Mehr als tausend Menschen aus der Filmbranche, darunter etliche Hollywood-Stars, haben sich gegen die geplante Fusion von Warner Bros. Discovery und Paramount Skydance ausgesprochen.
Ihre Sorge:
Die geplante 110-Milliarden-Dollar-Fusion könnte den Wettbewerb weiter einschränken, die Marktmacht weniger Konzerne massiv ausbauen und das Angebot für Publikum und Kreative weiter ausdünnen.

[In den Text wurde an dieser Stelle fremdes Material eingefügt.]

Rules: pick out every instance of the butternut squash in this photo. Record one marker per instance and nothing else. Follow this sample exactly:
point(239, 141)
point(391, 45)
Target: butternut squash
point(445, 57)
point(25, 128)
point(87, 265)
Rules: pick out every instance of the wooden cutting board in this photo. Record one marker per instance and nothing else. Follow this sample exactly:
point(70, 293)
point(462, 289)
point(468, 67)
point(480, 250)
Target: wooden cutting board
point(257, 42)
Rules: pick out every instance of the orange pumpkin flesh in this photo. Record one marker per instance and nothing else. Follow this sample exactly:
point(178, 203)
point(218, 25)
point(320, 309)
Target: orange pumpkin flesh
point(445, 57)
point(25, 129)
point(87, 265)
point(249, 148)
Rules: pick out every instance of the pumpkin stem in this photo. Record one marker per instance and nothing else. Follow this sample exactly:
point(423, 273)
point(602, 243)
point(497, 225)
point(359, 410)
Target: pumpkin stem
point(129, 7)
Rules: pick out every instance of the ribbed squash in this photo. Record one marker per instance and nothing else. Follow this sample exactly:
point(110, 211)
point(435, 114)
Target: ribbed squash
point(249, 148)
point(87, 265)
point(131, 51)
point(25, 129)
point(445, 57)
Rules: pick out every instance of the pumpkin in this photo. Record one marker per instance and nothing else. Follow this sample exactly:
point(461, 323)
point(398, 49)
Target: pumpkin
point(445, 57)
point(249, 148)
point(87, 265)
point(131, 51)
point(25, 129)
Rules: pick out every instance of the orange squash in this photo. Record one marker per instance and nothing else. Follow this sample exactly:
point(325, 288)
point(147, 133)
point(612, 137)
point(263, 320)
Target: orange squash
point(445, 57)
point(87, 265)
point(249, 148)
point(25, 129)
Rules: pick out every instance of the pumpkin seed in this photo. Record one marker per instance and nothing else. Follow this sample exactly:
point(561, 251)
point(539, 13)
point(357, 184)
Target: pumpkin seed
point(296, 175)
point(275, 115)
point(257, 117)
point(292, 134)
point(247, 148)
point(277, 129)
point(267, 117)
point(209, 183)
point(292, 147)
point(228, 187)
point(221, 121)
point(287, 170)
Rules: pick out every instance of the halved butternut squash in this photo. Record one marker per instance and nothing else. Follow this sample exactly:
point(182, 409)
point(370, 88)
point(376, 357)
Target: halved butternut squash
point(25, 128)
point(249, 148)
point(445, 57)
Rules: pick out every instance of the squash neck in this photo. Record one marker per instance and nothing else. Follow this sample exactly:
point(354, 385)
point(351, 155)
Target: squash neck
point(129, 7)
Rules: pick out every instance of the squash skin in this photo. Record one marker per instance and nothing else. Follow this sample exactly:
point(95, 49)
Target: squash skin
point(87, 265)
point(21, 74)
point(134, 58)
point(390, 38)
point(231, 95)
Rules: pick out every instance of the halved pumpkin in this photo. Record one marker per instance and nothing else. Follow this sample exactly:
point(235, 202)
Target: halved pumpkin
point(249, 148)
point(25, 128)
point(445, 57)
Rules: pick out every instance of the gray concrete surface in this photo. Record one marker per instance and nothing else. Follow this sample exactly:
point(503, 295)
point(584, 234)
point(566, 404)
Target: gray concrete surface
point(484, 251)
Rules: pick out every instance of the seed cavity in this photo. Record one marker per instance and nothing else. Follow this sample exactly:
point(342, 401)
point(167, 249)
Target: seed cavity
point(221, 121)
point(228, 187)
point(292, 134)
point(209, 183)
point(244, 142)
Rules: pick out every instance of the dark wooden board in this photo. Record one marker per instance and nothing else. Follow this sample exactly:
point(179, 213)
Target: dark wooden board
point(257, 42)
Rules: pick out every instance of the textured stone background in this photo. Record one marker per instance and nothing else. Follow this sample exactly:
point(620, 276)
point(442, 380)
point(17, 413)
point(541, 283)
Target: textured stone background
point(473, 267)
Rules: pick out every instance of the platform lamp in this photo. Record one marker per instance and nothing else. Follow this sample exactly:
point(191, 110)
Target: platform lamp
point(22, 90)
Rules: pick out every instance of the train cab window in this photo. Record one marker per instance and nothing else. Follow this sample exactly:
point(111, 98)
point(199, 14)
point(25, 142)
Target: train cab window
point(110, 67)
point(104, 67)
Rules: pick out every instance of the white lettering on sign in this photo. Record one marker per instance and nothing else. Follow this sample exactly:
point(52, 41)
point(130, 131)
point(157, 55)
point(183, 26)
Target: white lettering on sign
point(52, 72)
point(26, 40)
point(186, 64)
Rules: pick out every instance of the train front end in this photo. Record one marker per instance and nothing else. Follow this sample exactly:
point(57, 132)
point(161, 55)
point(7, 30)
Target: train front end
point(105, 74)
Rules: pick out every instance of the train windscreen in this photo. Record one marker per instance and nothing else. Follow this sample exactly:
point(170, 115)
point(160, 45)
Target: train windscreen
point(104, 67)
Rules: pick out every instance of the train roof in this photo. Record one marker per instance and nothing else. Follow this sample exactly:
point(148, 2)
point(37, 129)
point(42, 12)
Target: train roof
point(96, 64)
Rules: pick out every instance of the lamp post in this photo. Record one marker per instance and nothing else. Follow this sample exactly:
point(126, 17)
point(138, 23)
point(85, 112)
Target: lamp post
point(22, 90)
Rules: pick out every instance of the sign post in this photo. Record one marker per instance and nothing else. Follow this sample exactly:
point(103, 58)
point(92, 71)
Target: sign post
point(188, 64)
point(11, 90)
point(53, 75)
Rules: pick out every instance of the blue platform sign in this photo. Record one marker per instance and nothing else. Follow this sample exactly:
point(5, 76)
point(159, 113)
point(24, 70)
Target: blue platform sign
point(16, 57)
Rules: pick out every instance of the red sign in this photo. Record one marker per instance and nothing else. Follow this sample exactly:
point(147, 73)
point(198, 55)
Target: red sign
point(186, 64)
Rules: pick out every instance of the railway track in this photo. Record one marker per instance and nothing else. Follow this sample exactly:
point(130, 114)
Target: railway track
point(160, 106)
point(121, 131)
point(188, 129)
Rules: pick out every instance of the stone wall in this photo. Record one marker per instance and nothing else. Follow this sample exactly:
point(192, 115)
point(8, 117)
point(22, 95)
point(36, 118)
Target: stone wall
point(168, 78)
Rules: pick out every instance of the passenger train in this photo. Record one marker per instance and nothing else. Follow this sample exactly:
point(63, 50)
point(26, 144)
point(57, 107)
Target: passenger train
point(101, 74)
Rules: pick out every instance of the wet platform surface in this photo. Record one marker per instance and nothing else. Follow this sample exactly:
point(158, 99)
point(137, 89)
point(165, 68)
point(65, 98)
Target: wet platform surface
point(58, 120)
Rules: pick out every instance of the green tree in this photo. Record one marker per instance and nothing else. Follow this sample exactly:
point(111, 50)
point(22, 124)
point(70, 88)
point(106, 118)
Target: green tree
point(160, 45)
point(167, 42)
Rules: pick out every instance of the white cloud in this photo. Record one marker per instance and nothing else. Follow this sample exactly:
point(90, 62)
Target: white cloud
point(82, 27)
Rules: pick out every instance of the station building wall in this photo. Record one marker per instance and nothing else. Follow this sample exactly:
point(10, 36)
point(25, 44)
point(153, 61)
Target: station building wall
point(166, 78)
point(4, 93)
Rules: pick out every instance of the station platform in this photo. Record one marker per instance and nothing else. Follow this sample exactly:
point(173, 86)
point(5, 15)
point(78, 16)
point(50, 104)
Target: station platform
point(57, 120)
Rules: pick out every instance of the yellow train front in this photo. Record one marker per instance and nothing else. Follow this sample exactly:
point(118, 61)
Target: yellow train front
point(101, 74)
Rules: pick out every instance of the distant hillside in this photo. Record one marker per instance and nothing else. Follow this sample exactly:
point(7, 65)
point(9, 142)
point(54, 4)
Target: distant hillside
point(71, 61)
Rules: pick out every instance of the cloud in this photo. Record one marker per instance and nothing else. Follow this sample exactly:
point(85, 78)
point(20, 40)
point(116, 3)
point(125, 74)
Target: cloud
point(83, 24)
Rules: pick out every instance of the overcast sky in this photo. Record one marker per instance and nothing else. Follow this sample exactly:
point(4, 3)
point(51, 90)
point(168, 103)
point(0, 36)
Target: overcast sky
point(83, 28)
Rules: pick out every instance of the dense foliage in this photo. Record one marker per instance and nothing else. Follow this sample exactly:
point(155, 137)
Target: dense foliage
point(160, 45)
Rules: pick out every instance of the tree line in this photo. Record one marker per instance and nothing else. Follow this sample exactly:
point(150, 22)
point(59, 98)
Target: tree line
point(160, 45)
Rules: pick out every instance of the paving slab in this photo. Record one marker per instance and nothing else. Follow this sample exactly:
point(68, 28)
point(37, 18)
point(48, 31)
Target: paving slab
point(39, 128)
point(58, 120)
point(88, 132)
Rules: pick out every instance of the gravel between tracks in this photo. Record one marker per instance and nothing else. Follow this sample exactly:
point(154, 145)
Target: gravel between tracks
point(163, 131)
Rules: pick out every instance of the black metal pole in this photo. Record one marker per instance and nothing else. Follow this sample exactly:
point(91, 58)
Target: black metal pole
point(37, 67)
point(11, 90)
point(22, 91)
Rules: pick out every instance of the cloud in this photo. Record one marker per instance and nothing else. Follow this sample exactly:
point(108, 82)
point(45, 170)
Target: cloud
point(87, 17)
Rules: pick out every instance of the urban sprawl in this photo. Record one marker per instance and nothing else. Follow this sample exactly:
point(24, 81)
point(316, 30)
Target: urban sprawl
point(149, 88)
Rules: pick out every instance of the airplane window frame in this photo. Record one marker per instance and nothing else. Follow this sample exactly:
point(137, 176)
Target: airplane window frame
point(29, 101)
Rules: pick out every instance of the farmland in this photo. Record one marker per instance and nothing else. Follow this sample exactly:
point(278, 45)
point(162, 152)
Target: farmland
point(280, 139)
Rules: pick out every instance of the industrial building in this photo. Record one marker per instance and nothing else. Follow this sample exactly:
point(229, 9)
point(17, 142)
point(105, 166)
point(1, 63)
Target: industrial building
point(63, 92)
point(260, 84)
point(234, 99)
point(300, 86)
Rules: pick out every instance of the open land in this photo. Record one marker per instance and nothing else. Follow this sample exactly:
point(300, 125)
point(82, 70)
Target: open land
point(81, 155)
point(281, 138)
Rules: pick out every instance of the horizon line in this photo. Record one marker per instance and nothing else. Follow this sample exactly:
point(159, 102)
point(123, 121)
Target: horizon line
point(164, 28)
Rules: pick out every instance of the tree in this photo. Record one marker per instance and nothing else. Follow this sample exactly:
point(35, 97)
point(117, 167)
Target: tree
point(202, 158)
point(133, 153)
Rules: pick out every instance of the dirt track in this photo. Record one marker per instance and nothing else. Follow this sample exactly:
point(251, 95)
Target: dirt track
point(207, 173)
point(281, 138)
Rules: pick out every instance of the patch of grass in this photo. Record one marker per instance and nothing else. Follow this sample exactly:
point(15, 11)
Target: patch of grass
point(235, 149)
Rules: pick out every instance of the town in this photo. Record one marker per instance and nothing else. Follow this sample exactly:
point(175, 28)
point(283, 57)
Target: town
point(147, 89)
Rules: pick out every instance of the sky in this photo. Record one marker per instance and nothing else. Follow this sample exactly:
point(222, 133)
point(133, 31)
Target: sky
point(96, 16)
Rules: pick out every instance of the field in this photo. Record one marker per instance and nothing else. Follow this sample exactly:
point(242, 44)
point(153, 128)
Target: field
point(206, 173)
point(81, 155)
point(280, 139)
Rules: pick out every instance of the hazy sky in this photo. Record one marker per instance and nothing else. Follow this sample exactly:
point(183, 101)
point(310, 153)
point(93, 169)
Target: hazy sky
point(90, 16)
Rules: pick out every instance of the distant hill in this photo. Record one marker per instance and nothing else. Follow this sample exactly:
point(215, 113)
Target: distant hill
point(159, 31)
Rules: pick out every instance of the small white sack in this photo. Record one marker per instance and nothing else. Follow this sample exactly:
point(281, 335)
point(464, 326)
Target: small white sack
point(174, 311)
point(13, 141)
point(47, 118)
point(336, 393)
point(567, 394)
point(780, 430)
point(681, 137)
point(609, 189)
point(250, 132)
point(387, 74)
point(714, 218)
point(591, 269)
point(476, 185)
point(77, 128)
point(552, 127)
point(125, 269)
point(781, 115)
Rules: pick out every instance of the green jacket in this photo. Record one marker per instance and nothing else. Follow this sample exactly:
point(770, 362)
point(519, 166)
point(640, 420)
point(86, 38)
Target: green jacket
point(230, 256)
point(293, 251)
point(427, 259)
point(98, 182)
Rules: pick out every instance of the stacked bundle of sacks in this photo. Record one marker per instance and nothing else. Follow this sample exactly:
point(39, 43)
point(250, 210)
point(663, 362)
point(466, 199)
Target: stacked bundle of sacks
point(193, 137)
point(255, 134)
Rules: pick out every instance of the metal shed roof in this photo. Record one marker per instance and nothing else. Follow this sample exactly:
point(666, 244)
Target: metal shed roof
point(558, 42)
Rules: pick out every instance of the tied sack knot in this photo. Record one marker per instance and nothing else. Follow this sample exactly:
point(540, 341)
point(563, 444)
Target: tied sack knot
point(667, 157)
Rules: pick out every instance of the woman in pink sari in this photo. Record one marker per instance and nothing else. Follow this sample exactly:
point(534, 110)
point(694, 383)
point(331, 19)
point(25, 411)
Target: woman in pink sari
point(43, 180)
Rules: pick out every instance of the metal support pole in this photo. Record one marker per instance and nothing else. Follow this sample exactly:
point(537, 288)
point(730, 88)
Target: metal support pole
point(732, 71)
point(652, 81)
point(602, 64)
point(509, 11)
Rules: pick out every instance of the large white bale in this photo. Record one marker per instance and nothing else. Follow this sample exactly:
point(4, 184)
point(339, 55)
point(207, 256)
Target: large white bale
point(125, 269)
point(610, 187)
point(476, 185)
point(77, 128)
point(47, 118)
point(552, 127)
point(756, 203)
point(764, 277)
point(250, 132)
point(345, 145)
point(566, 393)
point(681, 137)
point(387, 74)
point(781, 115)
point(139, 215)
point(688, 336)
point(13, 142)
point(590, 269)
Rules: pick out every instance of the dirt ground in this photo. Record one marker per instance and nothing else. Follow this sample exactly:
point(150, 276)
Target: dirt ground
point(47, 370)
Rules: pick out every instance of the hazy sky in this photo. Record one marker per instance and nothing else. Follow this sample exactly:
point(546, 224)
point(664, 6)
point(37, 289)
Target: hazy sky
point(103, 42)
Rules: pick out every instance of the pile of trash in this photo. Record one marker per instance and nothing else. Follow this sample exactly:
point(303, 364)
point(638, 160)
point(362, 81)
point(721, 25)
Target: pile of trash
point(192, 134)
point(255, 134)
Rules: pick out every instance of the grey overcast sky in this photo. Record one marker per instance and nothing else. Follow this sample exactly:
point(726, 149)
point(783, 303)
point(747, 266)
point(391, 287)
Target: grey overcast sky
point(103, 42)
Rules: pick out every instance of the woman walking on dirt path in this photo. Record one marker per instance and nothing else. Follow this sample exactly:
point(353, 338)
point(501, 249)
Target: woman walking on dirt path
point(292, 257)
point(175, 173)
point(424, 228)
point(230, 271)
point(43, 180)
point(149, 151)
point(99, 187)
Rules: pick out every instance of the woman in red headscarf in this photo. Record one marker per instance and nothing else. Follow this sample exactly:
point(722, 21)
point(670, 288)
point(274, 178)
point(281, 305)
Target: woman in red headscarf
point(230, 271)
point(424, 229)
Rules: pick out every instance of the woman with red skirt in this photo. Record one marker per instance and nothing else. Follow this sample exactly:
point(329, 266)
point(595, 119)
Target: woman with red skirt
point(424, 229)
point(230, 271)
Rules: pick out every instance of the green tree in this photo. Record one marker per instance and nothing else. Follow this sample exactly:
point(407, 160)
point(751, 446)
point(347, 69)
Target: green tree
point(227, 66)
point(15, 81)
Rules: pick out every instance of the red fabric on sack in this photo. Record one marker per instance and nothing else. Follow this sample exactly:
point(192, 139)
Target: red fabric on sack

Oder in ehrlichem Deutsch:
Zwei gigantische Unterhaltungsmaschinen wollen sich zusammenschrauben – und alle, die noch an Kunst glauben, hören bereits das Geräusch der Kettensäge im Archiv.
Die offizielle Version: Synergien. Die echte Version: Kahlschlag mit PowerPoint.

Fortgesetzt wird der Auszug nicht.